Another Bright Idea
This article is from the archive of The New York Sun before the launch of its new website in 2022. The Sun has neither altered nor updated such articles but will seek to correct any errors, mis-categorizations or other problems introduced during transfer.
Fresh from issuing a report that advised Washington to warn Israel against a pre-emptive military strike on Iranian nuclear weapons facilities, the geniuses at the Council on Foreign Relations have come up with yet another bright idea. This time the light bulb on 68th Street went off in respect of the crisis in the Darfur region of Sudan, a crisis that the American State Department has labeled as genocide.
“The Unites States, while not backing off the charges of genocide and the threat of sanctions, must demonstrate understanding of the political issues that the government of Sudan perceives as fundamental. The United States must therefore signal its readiness to hold back on punitive actions if a serious political process begins,” says the latest report from the council. It was written by the director of Africa policy studies at the council, Princeton Lyman, and a research associate, Cheryl Igiri.
It was written as tens of thousands or more innocent black African individuals are facing daily raids and the threat of being raped and/or murdered by Arab militias working with the Sudanese government forces. The CFR’s own report describes 1.4 million persons who have already been displaced and 50,000 who have already been killed in the conflict. It describes how rape has become systematic. It describes how the Sudanese government forces “oversaw and directly participated in massacres, summary executions of civilians,and the burnings of towns and villages.”

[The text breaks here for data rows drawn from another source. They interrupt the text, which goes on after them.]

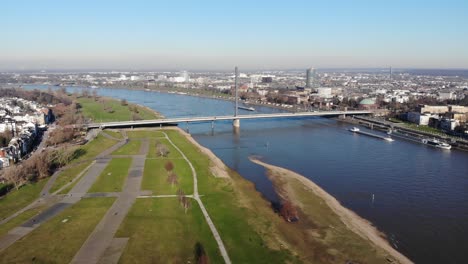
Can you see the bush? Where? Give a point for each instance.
(5, 188)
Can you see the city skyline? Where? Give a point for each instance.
(210, 35)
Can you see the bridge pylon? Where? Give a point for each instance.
(236, 123)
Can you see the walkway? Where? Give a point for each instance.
(75, 194)
(196, 196)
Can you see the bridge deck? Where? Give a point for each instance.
(217, 118)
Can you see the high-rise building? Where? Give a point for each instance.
(311, 78)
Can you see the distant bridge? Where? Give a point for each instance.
(234, 118)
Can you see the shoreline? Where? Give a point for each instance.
(353, 221)
(214, 97)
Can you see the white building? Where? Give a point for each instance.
(324, 92)
(418, 118)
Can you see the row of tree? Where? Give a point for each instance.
(40, 165)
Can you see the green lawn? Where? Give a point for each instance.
(155, 177)
(17, 199)
(95, 147)
(18, 220)
(56, 241)
(99, 111)
(113, 177)
(243, 230)
(68, 175)
(112, 133)
(160, 232)
(131, 148)
(173, 153)
(144, 134)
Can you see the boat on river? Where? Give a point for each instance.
(436, 143)
(246, 108)
(357, 131)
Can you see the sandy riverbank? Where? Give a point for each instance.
(218, 168)
(354, 222)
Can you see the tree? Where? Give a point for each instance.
(186, 203)
(200, 254)
(161, 149)
(136, 116)
(169, 166)
(95, 96)
(172, 179)
(14, 175)
(288, 212)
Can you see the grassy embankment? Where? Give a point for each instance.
(422, 128)
(131, 148)
(18, 220)
(320, 231)
(113, 176)
(254, 233)
(17, 199)
(116, 134)
(100, 110)
(162, 226)
(155, 174)
(57, 241)
(90, 151)
(174, 240)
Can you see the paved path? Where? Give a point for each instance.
(100, 245)
(76, 193)
(210, 223)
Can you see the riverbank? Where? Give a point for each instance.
(354, 222)
(404, 132)
(326, 239)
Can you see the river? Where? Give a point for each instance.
(420, 193)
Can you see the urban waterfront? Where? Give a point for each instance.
(420, 193)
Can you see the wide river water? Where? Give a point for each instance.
(420, 193)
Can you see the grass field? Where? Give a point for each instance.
(155, 177)
(56, 241)
(95, 147)
(160, 232)
(131, 148)
(68, 175)
(96, 110)
(113, 177)
(173, 153)
(18, 220)
(112, 133)
(245, 227)
(144, 134)
(17, 199)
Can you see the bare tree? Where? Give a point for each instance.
(14, 175)
(172, 179)
(186, 203)
(162, 150)
(200, 254)
(289, 212)
(95, 96)
(169, 166)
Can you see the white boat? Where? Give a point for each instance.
(246, 108)
(435, 143)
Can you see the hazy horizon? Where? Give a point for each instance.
(213, 35)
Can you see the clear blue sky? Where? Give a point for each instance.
(220, 34)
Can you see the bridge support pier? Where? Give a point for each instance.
(236, 123)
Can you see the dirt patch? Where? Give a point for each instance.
(352, 221)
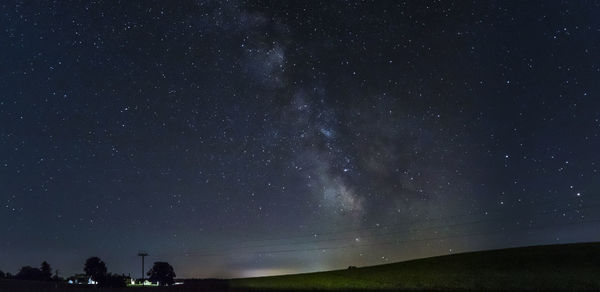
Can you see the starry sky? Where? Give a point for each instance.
(251, 138)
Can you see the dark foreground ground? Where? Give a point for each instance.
(572, 267)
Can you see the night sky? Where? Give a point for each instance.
(254, 138)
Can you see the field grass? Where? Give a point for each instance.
(552, 267)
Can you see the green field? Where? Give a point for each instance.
(551, 267)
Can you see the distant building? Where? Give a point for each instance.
(81, 279)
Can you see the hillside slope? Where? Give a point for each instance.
(551, 267)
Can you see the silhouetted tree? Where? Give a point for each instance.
(46, 271)
(29, 273)
(95, 268)
(112, 281)
(162, 272)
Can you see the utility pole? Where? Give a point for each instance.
(142, 254)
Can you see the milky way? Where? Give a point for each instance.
(254, 138)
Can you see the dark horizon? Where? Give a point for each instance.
(253, 138)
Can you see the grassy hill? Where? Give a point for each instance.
(551, 267)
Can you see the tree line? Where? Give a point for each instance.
(95, 269)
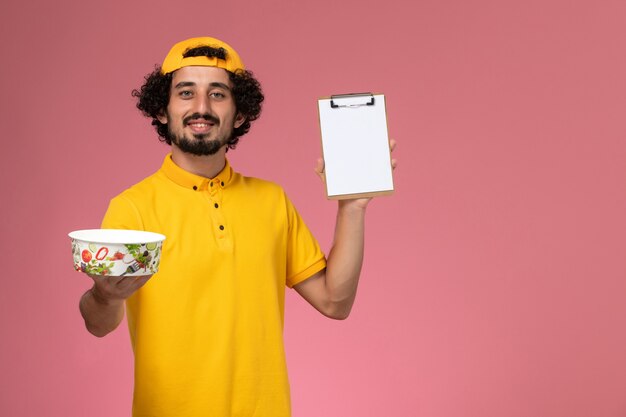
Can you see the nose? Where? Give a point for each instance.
(202, 104)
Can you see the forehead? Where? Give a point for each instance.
(200, 75)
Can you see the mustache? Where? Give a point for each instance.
(206, 116)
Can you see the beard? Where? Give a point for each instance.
(199, 145)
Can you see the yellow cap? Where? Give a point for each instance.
(175, 59)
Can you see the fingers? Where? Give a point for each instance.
(319, 169)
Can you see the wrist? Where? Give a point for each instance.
(102, 299)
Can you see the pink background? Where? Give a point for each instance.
(495, 277)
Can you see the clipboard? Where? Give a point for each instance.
(355, 145)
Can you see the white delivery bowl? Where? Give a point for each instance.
(116, 252)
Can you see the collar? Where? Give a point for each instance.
(196, 182)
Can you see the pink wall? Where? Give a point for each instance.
(495, 277)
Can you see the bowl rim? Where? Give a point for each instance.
(116, 236)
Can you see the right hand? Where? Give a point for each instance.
(115, 288)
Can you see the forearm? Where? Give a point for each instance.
(101, 316)
(345, 258)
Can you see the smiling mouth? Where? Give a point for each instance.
(200, 127)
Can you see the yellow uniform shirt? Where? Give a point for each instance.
(207, 329)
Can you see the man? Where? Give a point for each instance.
(206, 330)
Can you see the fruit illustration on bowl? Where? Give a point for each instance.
(86, 255)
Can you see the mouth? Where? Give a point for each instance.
(200, 127)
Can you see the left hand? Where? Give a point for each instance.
(356, 202)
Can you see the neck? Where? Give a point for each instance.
(207, 166)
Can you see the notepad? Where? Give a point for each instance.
(355, 145)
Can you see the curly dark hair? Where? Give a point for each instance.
(154, 96)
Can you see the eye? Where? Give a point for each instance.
(218, 95)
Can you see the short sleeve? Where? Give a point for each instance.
(304, 255)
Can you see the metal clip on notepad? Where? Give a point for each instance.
(352, 100)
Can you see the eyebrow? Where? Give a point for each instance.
(184, 84)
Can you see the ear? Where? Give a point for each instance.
(239, 120)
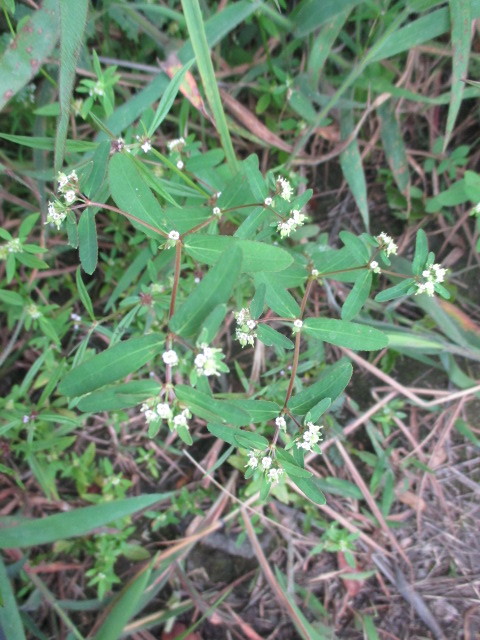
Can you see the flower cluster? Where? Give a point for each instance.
(433, 275)
(163, 411)
(284, 188)
(286, 227)
(209, 362)
(310, 437)
(245, 332)
(266, 464)
(387, 244)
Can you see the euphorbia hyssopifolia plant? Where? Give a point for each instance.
(225, 261)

To recommend, at this late date, “readiness to hold back on punitive actions” after such crimes will strike many as being not just diplomatically daft but morally obtuse. At the trials of the Nazis at Nuremburg, at the trial of Slobodan Milosevic at the Hague, at the International Criminal Tribunal for Rwanda that was held in Arusha, Tanzania, the principle has been that those responsible for ethnic cleansing are held accountable for their crimes. This serves as a deterrent to those who would engage in such behavior in the future. It honors the memory of the innocent victims. It determines the guilt of the individuals who perpetrated the crimes, so they can be jailed or executed and rendered unable to commit more crimes.

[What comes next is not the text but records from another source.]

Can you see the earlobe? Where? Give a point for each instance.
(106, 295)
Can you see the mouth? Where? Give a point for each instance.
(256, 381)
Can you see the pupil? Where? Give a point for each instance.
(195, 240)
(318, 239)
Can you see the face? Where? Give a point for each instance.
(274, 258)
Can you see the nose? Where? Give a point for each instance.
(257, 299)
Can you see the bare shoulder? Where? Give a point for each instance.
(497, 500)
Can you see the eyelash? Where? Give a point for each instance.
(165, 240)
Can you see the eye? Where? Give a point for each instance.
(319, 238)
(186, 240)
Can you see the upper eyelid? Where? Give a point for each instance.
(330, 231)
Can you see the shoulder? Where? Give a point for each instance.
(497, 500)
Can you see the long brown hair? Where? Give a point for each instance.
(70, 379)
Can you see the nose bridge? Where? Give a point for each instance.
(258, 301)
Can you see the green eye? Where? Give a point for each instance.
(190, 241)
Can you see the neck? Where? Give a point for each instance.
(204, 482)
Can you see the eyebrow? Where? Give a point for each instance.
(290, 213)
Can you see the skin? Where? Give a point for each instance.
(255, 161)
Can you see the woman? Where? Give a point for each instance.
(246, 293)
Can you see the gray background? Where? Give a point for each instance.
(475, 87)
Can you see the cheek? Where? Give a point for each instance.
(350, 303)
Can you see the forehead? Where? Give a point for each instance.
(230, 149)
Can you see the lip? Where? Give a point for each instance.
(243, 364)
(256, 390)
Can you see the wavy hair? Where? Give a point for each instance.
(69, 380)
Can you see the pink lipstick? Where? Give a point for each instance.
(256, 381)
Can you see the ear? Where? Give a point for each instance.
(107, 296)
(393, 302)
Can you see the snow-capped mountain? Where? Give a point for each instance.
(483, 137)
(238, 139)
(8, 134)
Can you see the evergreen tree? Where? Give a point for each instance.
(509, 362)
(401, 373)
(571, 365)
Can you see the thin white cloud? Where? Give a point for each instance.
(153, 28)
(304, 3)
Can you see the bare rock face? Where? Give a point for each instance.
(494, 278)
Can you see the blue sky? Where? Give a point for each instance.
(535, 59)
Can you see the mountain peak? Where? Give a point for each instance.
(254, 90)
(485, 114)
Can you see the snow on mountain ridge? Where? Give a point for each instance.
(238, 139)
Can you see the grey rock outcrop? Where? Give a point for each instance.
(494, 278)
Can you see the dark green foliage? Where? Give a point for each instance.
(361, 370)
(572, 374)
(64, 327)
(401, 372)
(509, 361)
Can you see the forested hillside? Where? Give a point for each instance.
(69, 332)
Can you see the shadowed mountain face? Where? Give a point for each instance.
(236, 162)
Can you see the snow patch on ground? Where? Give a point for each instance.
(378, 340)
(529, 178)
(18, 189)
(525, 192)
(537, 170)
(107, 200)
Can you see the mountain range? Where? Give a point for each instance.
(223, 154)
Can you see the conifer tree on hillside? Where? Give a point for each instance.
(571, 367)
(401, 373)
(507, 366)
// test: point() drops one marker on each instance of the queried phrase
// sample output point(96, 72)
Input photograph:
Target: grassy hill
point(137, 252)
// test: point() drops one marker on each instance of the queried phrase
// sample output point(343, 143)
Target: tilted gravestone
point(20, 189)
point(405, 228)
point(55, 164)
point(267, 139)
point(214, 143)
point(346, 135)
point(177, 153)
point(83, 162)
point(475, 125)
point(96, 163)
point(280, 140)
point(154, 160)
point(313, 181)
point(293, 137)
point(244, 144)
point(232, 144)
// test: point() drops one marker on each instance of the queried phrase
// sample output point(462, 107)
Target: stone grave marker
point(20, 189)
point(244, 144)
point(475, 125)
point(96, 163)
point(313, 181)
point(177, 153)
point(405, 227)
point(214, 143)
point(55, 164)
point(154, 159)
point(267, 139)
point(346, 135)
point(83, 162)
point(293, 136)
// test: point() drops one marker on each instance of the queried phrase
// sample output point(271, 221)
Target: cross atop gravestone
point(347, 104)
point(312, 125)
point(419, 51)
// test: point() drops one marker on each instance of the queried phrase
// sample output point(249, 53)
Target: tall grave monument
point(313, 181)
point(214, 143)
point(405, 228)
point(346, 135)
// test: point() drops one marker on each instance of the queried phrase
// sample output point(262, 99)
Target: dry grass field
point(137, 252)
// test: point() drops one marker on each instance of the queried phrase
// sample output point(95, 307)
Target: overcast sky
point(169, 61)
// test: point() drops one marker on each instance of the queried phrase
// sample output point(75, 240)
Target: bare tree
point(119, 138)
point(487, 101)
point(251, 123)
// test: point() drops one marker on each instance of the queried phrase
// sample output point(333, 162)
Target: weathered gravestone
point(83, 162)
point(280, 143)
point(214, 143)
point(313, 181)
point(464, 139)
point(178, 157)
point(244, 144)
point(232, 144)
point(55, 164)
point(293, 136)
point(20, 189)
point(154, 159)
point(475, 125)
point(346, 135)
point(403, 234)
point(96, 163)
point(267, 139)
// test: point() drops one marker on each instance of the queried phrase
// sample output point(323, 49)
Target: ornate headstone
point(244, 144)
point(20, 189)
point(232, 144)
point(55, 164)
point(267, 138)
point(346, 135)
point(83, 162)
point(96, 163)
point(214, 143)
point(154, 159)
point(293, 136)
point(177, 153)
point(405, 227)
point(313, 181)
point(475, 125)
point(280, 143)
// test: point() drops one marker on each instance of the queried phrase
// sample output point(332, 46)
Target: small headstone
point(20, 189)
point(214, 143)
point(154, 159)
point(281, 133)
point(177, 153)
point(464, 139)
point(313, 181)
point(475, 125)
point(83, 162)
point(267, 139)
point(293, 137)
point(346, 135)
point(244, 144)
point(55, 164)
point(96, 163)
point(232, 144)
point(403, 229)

Reasonable persons may differ as to whether punishment in the case of Darfur should attach to individuals or to the government of Sudan, or to both. But for the Council on Foreign Relations to suggest that American public policy be that one can get away with genocide so long as one engages in a “serious political process” is not only unworthy but counterproductive. Who, other than one who puts foreign policy process over substance, would want to engage in a political process with the perpetrators of a genocide? Certainly not the victims – for them it is too late. They deserve to see the perpetrators held accountable.